No escuro de Poções, conseguíamos enxergar muito bem a constelação do Cruzeiro do Sul, as constelações Ursa Maior e Ursa Menor - as estrelas enfileiradas. Virava e mexia, uma estrela cadente. Quando a lua brilhava, dava pra ver São Jorge dominando o dragão. Virou música – Lua de São Jorge ( http://letras.terra.com.br/caetano-veloso/43876/ ).

Certa vez , acordei às três da manhã para ver um cometa – não foi o Kohoutek e nem o Halley, mas tinha a cauda brilhante como aquela dos presépios de Natal. A imagem era vista sobre o casarão dos Schettinis.

Lembro do anúncio de um grande eclipse que aconteceria na Terra. A escuridão tomaria conta e ficaríamos assim durante um bom tempo. Alguns, interpretavam como um acontecimento normal. Outros, interpretavam como o fim do mundo.

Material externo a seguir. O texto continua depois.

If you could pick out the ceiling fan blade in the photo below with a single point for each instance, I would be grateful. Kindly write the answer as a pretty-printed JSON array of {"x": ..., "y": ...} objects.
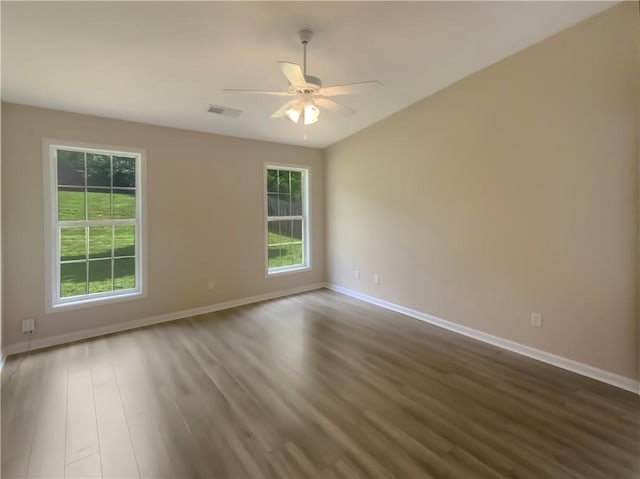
[
  {"x": 259, "y": 92},
  {"x": 334, "y": 106},
  {"x": 293, "y": 72},
  {"x": 351, "y": 88},
  {"x": 279, "y": 113}
]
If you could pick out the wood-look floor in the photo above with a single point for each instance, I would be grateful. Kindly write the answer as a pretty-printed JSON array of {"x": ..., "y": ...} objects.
[{"x": 312, "y": 386}]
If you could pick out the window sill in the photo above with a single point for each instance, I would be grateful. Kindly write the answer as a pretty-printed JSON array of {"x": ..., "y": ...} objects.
[
  {"x": 279, "y": 272},
  {"x": 90, "y": 302}
]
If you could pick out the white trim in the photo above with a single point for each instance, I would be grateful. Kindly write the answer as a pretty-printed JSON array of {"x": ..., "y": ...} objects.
[
  {"x": 559, "y": 361},
  {"x": 139, "y": 323},
  {"x": 306, "y": 219},
  {"x": 53, "y": 302}
]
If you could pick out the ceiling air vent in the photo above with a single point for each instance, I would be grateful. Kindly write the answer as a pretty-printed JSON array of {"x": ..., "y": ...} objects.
[{"x": 224, "y": 111}]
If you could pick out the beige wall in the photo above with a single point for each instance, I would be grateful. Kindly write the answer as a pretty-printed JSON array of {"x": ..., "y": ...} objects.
[
  {"x": 513, "y": 191},
  {"x": 204, "y": 217}
]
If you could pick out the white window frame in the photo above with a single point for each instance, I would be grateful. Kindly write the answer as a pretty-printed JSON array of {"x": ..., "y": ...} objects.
[
  {"x": 53, "y": 301},
  {"x": 306, "y": 220}
]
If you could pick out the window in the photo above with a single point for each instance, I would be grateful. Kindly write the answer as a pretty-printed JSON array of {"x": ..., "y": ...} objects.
[
  {"x": 94, "y": 225},
  {"x": 287, "y": 212}
]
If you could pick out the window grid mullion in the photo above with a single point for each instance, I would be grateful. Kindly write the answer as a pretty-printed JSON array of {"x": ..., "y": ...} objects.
[{"x": 86, "y": 224}]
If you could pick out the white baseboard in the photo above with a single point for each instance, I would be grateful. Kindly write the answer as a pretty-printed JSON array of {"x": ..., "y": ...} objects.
[
  {"x": 564, "y": 363},
  {"x": 138, "y": 323}
]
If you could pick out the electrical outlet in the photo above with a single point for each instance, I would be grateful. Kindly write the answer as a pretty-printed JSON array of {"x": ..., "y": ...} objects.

Confesso que o exagero me fez ficar do lado daqueles que acreditavam no fim do mundo . Nessa época, eu era coroinha e, sem dúvida, centenas de pessoas levavam fósforos e velas depois da missa para o Padre Honorato benzer . Significava que o sol não brilharia por muito tempo e a escuridão dominaria. Deu medo.

O padre, ao benzer, manifestava a sua crença e reforçava o pensamento do povo. No final, a frustração: a sombra não atingiu Poções.

Ao longo dos anos, a luz produzida pelas velas bentas serviu para aumentar a fé no Divino Espírito Santo, Santa Rita, Santo Antônio, São José e tantos outros adorados.